Effect of Consistency in BADA. In this scenario, we verify the importance of the cycle consistency loss \( L _{cyc}\) and semantic consistency loss \( L _{sem}\) for our pixel-to-pixel mapping. We developed and assessed two variations of our BADA: no semantic consistency or no semantic consistency, which mean BADA without \( L _{sem}\) or without \( L _{cyc}\), respectively, while keeping the other loss satisfied and use the similar optimization. Figure 5 shows the results of the mapping from the source domain to the target domain, and back to the original source domain in pixel-level. When there is no semantic consistency but with cycle consistency, the mapping from the source domain to the target domain suffers the shift of semantic contents, despite the good reconstruction of the original images. Conversely, when there is no cycle consistency but with semantic consistency, the middle mapping could preserve the semantic contents, although, the reconstructed source images are failed to be consistent with the original images. The two cases indicate that both the cycle consistency and semantic consistency contribute to the overall performance of model.
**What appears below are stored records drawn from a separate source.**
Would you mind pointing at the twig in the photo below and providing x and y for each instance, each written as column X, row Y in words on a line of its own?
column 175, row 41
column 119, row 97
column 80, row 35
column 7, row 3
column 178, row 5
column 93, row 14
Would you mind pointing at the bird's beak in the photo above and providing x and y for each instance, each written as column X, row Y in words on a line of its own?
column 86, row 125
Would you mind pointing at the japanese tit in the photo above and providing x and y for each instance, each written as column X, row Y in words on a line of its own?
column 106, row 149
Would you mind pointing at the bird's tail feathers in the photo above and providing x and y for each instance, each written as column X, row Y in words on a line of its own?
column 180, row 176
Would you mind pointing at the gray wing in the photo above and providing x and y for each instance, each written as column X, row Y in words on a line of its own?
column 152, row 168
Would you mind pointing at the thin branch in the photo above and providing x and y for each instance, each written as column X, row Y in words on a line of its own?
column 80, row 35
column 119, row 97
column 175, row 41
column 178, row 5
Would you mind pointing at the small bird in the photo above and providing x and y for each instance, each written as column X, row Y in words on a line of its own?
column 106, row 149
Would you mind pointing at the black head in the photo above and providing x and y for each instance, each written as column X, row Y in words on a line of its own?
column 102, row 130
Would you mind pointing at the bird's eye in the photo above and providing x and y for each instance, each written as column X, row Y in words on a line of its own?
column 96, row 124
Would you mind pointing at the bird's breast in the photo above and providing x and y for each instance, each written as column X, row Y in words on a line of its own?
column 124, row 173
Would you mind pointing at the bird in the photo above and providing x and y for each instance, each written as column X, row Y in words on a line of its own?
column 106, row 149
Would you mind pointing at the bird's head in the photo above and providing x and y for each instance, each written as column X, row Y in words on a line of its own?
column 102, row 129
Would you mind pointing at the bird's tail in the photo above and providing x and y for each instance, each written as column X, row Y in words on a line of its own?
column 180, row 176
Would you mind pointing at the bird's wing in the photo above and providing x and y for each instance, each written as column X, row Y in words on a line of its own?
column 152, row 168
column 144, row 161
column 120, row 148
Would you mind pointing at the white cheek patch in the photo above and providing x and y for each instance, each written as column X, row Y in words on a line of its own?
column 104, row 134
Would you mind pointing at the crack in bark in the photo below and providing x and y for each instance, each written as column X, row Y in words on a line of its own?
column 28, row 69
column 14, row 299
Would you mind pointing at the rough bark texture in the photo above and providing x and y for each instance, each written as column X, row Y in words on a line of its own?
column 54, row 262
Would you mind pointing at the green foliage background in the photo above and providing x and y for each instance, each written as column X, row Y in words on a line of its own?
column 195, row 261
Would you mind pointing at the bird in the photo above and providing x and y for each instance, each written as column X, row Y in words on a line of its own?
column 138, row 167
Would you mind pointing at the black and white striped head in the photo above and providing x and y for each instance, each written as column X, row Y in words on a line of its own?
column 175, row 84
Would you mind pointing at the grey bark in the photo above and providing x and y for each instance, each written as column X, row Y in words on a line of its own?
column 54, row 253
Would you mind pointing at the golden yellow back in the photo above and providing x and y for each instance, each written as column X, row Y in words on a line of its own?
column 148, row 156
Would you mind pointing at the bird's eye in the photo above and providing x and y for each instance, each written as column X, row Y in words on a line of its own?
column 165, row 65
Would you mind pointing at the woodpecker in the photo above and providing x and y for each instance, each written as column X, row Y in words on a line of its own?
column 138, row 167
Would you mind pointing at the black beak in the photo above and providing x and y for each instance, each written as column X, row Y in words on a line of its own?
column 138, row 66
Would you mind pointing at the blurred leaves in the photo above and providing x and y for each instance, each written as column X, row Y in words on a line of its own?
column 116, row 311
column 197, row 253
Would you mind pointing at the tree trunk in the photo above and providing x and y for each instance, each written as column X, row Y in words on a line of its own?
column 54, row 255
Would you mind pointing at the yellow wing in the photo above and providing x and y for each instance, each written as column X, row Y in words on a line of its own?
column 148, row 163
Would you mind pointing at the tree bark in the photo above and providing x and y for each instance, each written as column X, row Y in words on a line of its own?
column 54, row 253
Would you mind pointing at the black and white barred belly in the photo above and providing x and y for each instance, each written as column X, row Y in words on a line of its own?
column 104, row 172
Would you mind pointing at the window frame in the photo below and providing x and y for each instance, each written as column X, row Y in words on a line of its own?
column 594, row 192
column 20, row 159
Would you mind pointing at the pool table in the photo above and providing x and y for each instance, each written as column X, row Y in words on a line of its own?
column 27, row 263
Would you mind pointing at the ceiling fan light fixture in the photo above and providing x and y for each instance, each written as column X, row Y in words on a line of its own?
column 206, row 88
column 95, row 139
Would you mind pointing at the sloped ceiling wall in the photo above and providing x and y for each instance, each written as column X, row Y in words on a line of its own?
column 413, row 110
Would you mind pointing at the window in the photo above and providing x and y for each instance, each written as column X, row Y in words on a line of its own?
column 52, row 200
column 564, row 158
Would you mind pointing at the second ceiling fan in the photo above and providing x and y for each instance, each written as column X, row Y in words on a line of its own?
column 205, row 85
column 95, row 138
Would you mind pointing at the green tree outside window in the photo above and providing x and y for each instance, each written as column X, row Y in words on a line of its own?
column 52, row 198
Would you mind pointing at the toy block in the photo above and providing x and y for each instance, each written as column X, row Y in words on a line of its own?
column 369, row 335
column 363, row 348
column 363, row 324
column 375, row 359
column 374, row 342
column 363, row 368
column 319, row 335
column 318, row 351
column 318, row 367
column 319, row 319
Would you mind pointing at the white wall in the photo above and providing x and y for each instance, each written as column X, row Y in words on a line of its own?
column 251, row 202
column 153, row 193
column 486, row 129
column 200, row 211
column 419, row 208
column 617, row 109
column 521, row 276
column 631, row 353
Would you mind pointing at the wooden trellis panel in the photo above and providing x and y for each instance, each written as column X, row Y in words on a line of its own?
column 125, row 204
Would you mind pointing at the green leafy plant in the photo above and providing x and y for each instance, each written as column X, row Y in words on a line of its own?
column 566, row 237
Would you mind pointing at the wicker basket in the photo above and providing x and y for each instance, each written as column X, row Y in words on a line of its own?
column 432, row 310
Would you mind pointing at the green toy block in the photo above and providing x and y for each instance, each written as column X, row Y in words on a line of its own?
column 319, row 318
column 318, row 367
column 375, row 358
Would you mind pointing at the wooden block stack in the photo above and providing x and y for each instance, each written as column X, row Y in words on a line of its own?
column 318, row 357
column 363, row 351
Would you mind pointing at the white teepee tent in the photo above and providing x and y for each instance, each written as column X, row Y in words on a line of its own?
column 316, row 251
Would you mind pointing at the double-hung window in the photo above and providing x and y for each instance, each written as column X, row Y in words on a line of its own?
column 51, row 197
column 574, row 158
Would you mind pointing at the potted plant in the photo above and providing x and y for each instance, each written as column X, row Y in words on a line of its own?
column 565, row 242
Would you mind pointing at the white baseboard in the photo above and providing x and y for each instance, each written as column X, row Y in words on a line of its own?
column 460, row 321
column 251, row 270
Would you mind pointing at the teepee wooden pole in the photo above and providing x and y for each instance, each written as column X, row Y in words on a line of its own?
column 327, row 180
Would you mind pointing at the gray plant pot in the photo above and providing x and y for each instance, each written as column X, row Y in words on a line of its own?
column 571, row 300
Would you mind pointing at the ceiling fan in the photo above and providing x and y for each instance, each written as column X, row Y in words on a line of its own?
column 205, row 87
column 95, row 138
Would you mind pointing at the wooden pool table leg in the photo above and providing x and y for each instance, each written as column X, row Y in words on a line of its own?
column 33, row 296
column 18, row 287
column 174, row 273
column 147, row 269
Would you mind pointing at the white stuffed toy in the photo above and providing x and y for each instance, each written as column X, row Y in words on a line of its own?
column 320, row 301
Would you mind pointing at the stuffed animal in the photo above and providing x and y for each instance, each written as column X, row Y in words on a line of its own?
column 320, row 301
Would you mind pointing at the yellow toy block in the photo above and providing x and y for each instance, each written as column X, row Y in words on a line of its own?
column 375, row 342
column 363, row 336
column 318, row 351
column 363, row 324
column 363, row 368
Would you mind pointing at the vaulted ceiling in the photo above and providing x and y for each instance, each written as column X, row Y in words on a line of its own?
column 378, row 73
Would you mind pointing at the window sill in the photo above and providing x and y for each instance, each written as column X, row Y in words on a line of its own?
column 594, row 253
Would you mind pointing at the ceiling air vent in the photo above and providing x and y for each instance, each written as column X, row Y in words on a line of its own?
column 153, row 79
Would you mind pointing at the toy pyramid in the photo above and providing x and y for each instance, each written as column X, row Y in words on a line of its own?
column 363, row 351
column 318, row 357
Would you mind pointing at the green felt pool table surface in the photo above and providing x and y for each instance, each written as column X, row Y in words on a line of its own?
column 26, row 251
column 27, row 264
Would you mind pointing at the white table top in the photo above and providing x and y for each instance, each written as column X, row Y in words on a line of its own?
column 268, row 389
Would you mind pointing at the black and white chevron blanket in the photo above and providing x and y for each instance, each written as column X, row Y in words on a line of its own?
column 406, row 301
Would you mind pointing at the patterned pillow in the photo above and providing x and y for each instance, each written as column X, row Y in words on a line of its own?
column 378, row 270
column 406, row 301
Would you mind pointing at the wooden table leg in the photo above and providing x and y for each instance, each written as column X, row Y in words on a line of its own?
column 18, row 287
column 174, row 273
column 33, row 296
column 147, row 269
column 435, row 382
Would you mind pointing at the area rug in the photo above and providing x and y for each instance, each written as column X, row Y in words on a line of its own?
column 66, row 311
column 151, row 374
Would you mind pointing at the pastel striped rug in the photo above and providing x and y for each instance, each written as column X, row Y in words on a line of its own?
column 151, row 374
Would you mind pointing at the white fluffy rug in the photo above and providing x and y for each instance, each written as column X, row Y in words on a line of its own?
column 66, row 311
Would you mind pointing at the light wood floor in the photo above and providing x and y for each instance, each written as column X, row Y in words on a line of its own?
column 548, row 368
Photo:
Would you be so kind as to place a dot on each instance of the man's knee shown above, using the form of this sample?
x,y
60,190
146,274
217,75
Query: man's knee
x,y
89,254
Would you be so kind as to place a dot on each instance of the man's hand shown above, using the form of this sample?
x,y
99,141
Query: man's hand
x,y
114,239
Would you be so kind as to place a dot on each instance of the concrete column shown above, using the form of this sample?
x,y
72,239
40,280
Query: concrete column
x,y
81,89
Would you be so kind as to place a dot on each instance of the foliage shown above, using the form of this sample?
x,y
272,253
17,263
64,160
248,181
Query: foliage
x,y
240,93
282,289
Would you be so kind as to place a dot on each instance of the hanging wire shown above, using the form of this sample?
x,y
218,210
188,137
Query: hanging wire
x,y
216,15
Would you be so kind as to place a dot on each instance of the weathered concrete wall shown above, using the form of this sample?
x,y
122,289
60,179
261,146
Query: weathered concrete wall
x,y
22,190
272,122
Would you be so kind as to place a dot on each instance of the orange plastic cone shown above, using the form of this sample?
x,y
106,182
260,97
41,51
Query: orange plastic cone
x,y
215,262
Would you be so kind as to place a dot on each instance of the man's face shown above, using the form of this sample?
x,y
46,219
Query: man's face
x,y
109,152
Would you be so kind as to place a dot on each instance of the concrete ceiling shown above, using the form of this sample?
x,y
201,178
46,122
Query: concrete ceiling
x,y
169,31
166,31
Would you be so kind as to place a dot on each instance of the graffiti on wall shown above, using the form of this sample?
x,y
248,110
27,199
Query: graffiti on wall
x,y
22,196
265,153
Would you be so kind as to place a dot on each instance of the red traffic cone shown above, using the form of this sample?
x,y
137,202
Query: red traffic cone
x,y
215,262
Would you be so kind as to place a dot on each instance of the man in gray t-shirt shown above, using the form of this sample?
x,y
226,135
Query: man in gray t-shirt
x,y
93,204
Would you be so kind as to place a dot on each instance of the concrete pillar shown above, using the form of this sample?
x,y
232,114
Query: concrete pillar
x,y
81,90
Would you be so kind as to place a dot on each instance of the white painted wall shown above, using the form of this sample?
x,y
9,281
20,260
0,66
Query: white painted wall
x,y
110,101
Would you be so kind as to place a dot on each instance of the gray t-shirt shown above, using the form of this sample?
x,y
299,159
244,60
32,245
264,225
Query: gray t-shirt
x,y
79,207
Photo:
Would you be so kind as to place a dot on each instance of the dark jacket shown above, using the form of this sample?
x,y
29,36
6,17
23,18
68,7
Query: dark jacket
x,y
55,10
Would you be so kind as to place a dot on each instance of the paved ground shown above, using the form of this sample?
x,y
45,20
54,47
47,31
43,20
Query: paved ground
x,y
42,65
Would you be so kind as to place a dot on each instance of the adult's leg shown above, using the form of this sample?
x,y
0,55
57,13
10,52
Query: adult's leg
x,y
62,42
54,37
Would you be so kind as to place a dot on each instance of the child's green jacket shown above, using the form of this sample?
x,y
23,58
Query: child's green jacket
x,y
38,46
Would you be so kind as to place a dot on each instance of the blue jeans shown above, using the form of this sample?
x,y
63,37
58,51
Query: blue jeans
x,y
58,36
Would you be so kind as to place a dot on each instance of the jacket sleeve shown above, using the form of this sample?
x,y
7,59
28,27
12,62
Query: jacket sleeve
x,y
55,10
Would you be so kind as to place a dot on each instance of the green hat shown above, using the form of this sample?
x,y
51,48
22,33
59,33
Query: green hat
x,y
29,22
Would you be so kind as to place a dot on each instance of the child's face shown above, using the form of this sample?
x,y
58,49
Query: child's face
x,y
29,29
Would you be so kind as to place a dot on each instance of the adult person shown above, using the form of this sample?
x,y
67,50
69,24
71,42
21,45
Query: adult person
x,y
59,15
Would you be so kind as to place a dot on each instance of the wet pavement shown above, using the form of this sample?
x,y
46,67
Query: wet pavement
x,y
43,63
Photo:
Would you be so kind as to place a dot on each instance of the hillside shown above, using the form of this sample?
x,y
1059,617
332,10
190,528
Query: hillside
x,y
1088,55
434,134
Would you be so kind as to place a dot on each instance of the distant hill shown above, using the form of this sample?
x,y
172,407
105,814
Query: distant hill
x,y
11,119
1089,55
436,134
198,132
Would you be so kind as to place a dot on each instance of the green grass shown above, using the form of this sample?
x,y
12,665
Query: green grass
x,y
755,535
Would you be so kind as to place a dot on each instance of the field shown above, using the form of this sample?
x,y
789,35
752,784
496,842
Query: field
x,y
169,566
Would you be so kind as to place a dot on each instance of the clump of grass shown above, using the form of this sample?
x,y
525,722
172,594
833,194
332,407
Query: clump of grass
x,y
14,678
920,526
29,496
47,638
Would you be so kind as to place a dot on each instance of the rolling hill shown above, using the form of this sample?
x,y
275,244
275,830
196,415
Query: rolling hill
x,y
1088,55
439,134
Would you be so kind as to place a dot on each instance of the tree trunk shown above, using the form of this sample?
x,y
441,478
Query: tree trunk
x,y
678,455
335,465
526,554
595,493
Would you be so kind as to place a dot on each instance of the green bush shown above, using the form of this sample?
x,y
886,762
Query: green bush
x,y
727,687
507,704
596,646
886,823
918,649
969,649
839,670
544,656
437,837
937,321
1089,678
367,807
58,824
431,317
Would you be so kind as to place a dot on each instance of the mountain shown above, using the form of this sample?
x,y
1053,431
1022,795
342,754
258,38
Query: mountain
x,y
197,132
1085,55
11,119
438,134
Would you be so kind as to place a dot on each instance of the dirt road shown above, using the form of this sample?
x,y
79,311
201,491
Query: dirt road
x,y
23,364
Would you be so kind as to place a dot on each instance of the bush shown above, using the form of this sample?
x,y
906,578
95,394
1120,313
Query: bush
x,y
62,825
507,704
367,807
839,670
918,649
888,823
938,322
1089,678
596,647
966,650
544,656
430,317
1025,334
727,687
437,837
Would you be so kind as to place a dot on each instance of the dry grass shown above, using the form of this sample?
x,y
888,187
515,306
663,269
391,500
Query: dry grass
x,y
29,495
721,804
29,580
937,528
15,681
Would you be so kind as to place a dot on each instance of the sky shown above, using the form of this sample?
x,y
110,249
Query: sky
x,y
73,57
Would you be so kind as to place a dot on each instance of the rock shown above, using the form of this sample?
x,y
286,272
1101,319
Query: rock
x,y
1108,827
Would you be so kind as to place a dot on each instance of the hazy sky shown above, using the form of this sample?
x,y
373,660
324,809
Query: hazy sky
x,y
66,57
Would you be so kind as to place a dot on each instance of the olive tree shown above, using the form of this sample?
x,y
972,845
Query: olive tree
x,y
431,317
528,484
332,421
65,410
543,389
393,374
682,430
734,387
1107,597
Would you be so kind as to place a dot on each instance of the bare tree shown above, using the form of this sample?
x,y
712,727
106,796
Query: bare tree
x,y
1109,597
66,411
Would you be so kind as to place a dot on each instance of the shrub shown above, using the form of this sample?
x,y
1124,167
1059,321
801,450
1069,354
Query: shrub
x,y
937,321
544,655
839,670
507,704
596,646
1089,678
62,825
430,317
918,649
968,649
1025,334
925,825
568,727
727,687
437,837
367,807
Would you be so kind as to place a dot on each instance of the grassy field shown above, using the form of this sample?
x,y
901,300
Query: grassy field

Parameter Sensitive Analysis. In this scenario, we evaluate the sensitiveness of the hyper-parameter \(\lambda _{cyc}\) and \(\lambda _{sem}\) on the performance of unsupervised domain adaptation. In the objective function Eq. 9, \(\lambda _{cyc}\) and \(\lambda _{sem}\) control the contributions of cycle consistency and semantic consistency respectively. Here, we conduct the experiments on the SVHN \(\rightarrow \) MNIST task, where 2000 samples randomly selected from target test set as a validation set. Specifically, we explore the different \(\lambda _{cyc}\) and \(\lambda _{sem}\) from 0, 0.5, 1.0, 2.0, 4.0. As aforementioned, \(\lambda _{cyc}=0\) and \(\lambda _{sem}=0\) indicate the proposed BADA without cycle consistency or without semantic consistency, respectively. The evaluation is conducted by changing one parameter (e.g. L cyc) while keeping the other hyper-parameters fixed. As shown in Fig. 6, both \(\lambda _{cyc}\) and \(\lambda _{sem}\) are important to the overall performance. Note that, when \(\lambda _{sem}=0\), the model performs badly. Thus it indicates that the \(\lambda _{sem}\) plays an essential role in the proposed model.

Fig. 6.
figure 6

Effect of model parameters (a) \(\lambda _{cyc}\) and (b) \(\lambda _{sem}\) in the proposed BADA.

5 Conclusion

In this paper, we proposed a novel BADA model to adapt the source domain images to appear as if drawn from the target domain by learning a pair of bidirectional pixel-level mappings that keep semantic consistency. BADA is capable to transfer the label information from the source domain to the target domain to learn a good target classifier, meanwhile it is advantaged to adapt the target images to the source domain to share the well-trained source classifier. Comprehensive experimental results on some widely used benchmark datasets show that the proposed BADA method outperforms the state-of-the-art domain adaptation methods with advances on superior visualization and semantic consistency analysis.